Global Spine J. 2024 Feb 26:21925682241235894. doi: 10.1177/21925682241235894. Online ahead of print.

Abstract

Study design: A retrospective cohort study.

Objective: The goal of this study was to develop a useful clinical prediction nomogram to accurately predict the cancer-specific survival (CSS) of patients with primary spinal cord tumor (SCT), thereby formulating scientific prevention and aiding clinical decision-making.

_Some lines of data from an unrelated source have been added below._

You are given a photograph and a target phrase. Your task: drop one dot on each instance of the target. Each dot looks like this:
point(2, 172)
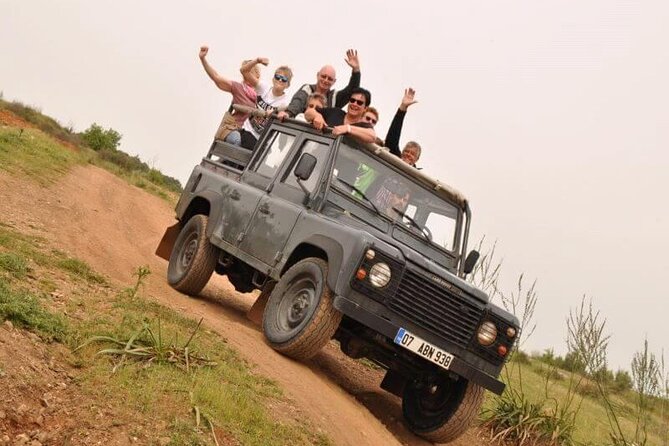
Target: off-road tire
point(193, 258)
point(448, 422)
point(289, 327)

Methods: In this study, patients with SCT diagnoses from the surveillance, epidemiology, and end results (SEER) database (2000-2018) were taken into account. Initially, a nomogram was created using the CSS-associated independent factors that were determined from both univariate and multivariable Cox regression analyses. Furthermore, the nomogram's capacity for calibration, ability to discriminate, and actual clinical effectiveness were assessed through calibration curves, receiver operating characteristic (ROC) curves, and decision curve analysis (DCA), respectively. Finally, a strategy for categorizing SCT patients' risk was developed.

Results: This study included 909 SCT individuals. A novel nomogram was developed to forecast SCT patients' CSS, taking into account age, histological type, tumor grade, tumor stage, and radiotherapy. These factors were identified as independent prognostic indicators for CSS in SCT patients. Elderly SCT patients with distant metastasis, advanced tumor grade, received radiotherapy, and confirmed lymphoma have a poor prognosis. Meanwhile, the risk classification system could differentiate SCT patients and realize targeted management.

Conclusions: The developed nomogram has the ability to accurately forecast the CSS in SCT individuals, aiding in precise decision-making during clinical practice, enhancing health planning, maximizing treatment advantages, and ultimately improving patient prognosis.

Keywords: SEER; nomogram; risk; spinal cord tumor; survival.